Everyday life on the Haight: previously unseen portraits from the hippie epicenter by the acclaimed documentarian
Elaine Mayes (born 1936) was a young photographer living in San Francisco’s lively Haight-Ashbury District during the 1960s. She had photographed the Monterey Pop Festival in 1967 and, later that year, during the waning days of the Summer of Love, embarked on a set of portraits of youth culture in her neighborhood. By that time, the hippie movement had turned from euphoria to harder drugs, and the Haight had become less of a blissed-out haven for young people seeking a better way of life than a halfway house for runaway teens.

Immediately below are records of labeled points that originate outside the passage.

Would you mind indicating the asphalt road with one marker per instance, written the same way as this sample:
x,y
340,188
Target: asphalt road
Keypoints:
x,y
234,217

Realizing the gravity of the cultural moment, Mayes shifted from the photojournalistic approach she had applied to musicians and concert-goers in Monterey to making formal portraits of people she met on the street. Choosing casual, familiar settings such as stoops, doorways, parks and interiors, Mayes instructed her subjects to look into her square-format camera, to concentrate and be still: she made her exposures as they exhaled. Mayes’ familiarity with her subjects helped her to evade mediatized stereotypes of hippies, presenting instead an understated and unsentimental group portrait of the individual inventors of a fleeting cultural moment.
Elaine Mayes: The Haight-Ashbury Portraits 1967–1968 is the first monograph on one of the decade’s most important bodies of work, presenting more than 40 images from Mayes’ series. An essay by art historian Kevin Moore elaborates an important chapter in the history of West Coast photography.